Les officiers de la compagnie font la demande d’une récompense pour le zèle que les sapeurs-pompiers mettront à remplir leur service et qu’ils soient dispensés de prestation professionnelle.
Le conseil délibère et accorde aux sous-officiers, caporaux, tambour et sapeurs pompiers qui auront exactement rempli leurs devoirs sur l’attestation des officiers, une remise de deux journées de prestations pour chaque individu pour l’année 1847.
Les officiers, n’ayant point demandé pour eux même cette remise, il n’y aura que les hommes de la compagnie qui pourront en profiter.
 
Par la suite, en 1849, on recherche un abri pour la pompe à bras. N’en trouvant pas, on envisage d’en construire un ; chose qui sera réalisée 48 longues années plus tard sur la place de l’église.
Entre temps, on note en avril 1863 l’incendie d’une quinzaine de maisons au hameau de Saintry.


Les années 1900 à 2000

L’effectif de la compagnie évoluant au gré des années,  c’est en 1912 qu’il est le plus important avec 42 hommes dont 1 tambour et 4 clairons commandés par un lieutenant et un sous-lieutenant.
En 1920, c’est encore l’époque des grands feux. La grange de la ferme Nouvellon à Villiers brûle et on demande l’aide des pompiers de Charsonville.
En 1922, on doit s’habituer à des revues et défilés sans armes. A la demande de l’armée, les pompiers d’Epieds se séparent de leurs 36 fusils-baïonnettes en les expédiant par le train en gare de Perreuse. 
Une seconde pompe à bras est offerte par la société d’assurances « l’Orléanaise » en 1926. C’est à cette occasion que la municipalité décidera de remiser l’ancienne pompe à Pressailles, afin qu’elle puisse être utilisée comme secours immédiat pour Pressailles, Villemars, Poiseaux et Favelles, hameaux éloignés de 3 à 5 kilomètres du bourg.
En 1935, sous l’impulsion du Député-Maire François GAUMET, on se modernise. Le conseil municipal choisi d’acheter une moto-pompe  « DE DION BOUTON. »  Dans cet entre-deux  guerres, peu de communes du Loiret se trouvaient dotées d’un tel équipement.
Victime d’un incendie spectaculaire, le dernier moulin à vent de la commune situé à Pressailles disparaît en 1937. Les pompiers d’Epieds sont bien sûr sur les lieux mais impuissants à sauver le bâtiment construit tout en bois.
En 1940 Sur la commune de Charsonville, à Vilaine, le hangar de la ferme de M. VIVIER brûle accidentellement. La majeure partie de la récolte y était entreposée. Le feu fut combattu durant trois jours et trois nuits par  les pompiers locaux auxquels s’étaient joints ceux d’Epieds en Beauce ainsi que de nombreux bénévoles. C’est lors de cette intervention que la  « DE DION BOUTON » d’Epieds rend l’âme. Elle sera remplacée par une moto-pompe « GUINARD » équipée d’un moteur PEUGEOT 202.

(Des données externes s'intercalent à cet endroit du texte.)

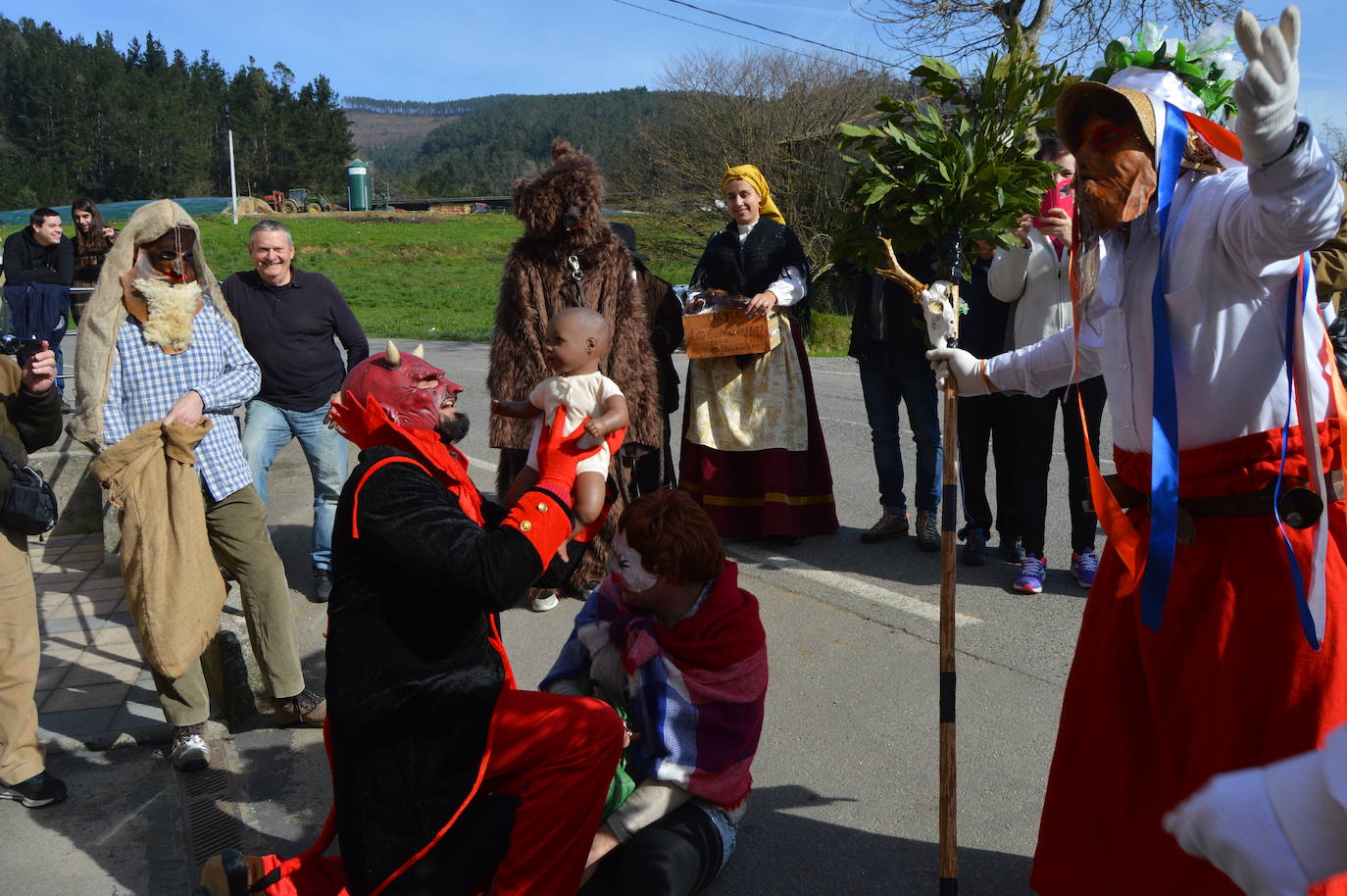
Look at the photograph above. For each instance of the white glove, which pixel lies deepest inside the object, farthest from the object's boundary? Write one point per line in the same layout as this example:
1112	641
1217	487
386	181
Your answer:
965	368
1231	823
1267	93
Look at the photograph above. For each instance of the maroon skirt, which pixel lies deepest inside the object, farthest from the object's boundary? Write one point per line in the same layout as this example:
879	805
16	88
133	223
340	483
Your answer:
771	492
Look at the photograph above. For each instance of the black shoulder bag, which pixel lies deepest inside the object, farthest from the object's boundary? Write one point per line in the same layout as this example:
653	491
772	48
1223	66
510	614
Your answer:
29	506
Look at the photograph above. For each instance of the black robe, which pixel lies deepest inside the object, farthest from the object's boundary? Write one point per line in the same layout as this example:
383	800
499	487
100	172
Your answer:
413	672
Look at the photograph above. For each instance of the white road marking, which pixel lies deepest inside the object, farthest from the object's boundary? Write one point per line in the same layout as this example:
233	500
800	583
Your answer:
850	585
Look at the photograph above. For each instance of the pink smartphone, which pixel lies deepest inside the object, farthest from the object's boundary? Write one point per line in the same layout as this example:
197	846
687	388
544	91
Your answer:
1059	197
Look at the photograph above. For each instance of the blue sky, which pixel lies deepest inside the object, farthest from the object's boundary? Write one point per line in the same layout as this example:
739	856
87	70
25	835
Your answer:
425	50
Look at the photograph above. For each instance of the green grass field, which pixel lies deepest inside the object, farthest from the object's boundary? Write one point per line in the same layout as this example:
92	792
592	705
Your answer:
431	276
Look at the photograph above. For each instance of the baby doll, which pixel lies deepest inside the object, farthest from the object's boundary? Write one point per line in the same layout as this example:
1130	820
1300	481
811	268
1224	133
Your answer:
574	342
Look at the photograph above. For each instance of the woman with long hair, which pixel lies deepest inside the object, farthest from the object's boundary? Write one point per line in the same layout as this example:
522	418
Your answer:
93	240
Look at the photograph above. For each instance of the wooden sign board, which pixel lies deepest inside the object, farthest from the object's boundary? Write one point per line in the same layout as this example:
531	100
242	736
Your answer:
716	334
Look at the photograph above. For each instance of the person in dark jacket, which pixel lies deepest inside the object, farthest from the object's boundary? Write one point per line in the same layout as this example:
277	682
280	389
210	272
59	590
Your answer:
29	418
888	340
39	265
287	320
655	469
424	715
92	243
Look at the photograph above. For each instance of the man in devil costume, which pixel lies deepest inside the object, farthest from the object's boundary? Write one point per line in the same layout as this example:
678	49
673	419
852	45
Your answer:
424	715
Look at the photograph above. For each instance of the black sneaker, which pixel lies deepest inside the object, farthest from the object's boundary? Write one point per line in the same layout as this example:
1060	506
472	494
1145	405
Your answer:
892	524
305	708
190	752
38	791
323	585
928	531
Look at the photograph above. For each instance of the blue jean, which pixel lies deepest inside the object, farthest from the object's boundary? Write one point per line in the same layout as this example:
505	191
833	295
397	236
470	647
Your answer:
886	380
269	430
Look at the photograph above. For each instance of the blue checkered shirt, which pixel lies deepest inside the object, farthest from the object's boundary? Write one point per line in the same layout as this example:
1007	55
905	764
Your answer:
146	383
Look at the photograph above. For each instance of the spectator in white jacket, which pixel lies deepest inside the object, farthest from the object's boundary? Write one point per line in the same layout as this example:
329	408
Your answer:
1034	277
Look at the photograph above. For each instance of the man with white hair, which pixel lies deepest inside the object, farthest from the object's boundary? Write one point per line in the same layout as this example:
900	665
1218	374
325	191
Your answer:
1235	539
287	319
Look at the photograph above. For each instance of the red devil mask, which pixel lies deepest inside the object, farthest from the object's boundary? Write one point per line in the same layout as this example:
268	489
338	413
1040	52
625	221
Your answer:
404	384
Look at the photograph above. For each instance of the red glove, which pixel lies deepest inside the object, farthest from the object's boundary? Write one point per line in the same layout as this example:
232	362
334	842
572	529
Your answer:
558	456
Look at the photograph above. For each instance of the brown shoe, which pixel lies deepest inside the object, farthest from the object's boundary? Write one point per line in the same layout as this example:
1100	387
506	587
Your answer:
305	708
229	873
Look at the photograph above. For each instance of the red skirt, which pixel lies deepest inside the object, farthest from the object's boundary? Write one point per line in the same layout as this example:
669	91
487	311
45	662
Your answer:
1227	682
771	492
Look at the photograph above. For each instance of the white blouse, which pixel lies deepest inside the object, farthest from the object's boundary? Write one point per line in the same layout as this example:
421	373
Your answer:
1237	237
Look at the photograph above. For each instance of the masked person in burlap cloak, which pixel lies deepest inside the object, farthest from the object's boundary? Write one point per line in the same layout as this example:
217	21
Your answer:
161	371
569	256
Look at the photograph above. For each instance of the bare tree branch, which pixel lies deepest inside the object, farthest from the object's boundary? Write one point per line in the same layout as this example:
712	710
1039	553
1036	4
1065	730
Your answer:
1073	31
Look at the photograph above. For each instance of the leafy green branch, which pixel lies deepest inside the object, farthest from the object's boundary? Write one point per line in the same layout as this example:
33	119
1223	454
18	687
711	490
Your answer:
951	168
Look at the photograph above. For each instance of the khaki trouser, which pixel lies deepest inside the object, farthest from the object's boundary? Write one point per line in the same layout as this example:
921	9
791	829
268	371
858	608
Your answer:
21	756
237	529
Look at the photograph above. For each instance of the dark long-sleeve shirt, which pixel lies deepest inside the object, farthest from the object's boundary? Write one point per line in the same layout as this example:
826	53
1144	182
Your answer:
27	260
288	329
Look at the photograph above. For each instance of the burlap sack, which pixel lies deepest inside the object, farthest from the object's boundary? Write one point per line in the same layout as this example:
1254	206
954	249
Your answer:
170	574
105	313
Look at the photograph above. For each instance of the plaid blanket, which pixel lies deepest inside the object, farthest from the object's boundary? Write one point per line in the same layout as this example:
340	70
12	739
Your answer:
695	690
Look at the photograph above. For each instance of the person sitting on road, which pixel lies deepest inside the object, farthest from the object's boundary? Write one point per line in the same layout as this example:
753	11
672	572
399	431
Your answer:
679	647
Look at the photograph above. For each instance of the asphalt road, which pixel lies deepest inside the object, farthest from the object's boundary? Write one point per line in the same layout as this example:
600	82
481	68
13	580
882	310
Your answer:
845	781
845	795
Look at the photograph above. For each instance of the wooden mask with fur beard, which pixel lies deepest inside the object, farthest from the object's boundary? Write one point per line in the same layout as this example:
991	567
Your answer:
1116	179
161	290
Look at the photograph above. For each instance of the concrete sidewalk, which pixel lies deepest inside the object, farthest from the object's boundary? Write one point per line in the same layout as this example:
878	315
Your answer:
845	779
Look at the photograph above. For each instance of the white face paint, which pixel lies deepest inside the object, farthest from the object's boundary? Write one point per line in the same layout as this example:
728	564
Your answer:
626	566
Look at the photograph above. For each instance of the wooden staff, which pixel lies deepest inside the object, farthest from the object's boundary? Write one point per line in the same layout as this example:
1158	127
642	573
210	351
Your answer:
948	499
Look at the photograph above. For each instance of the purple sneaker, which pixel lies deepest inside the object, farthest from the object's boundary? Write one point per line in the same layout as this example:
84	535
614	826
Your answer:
1032	569
1083	566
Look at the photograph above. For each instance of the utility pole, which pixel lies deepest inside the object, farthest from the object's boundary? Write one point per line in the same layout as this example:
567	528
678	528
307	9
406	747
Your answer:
233	183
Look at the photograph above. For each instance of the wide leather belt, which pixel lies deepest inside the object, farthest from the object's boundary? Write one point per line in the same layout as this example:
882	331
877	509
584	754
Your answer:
1246	504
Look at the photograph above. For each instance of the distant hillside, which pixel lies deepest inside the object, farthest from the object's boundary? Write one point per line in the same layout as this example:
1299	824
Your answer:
371	131
493	140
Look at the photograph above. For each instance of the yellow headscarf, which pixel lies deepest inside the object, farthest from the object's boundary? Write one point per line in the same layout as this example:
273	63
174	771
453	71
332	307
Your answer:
755	176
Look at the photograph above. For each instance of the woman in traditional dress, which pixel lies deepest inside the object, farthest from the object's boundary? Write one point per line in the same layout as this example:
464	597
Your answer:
753	452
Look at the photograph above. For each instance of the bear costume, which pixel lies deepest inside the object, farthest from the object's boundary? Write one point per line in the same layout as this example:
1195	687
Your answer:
569	256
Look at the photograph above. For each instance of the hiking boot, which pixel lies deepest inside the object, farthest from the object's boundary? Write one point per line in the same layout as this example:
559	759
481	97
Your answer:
1083	566
323	583
190	752
229	873
1012	550
1032	572
305	709
974	546
892	524
38	791
928	531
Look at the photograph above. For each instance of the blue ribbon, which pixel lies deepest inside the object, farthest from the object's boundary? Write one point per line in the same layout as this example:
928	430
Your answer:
1295	306
1164	405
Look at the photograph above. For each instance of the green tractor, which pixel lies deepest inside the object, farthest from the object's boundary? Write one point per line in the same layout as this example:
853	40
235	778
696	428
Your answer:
303	200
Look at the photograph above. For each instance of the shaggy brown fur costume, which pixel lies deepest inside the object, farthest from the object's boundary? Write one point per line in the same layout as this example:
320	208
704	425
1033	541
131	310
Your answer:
537	283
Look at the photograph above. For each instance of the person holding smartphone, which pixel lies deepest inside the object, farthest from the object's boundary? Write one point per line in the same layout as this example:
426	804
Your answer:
1034	276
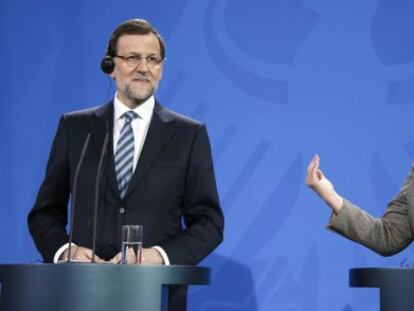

Nous pouvons encore mentionner d’autres incendies sur la commune de Coulmiers, en 1952 au hameau des Crottes où interviennent également nos pompiers en renfort avec ceux de la base aérienne de Bricy ; puis en 1953 et 1958 à la ferme de Champferré.
Le mardi 23 juin 1970, à 6h 45, la foudre tombe sur le clocher. Pour parer le plus rapidement au danger, M. le Maire demande l’intervention de la grande échelle des sapeurs-pompiers d’Orléans avec l’entreprise LAGARDE pour étayer le clocher haut de 33 mètres.
 
Avec la circulation qui s’accroît, des accidents routiers sont de plus en plus fréquents sur la nationale. Le plus dramatique sera celui de Saintry en avril 1978: Sur cette intervention, causée par une collision dans le brouillard entre une automobile et un poids lourd, le Dr  FOURNIER, Médecin-chef  des Sapeurs-pompiers d’Orléans, constatera trois décès.
En 1993, pour moderniser le matériel on remplace la motopompe qui démarrait péniblement grâce à une manivelle, par une plus récente équipée d’un démarreur et en 1997, la commune fait l’acquisition pour ses pompiers d’un premier Fourgon-Pompe Tonne: un « BERLIET G.A.K. ».
Depuis, bien des changements : L’engagement du premier élément féminin en 1998, la départementalisation le 1er janvier 1999 avec, l’acquisition d’un V.T.U. et l’équipement du personnel en tenues de feu et casques « F1 »...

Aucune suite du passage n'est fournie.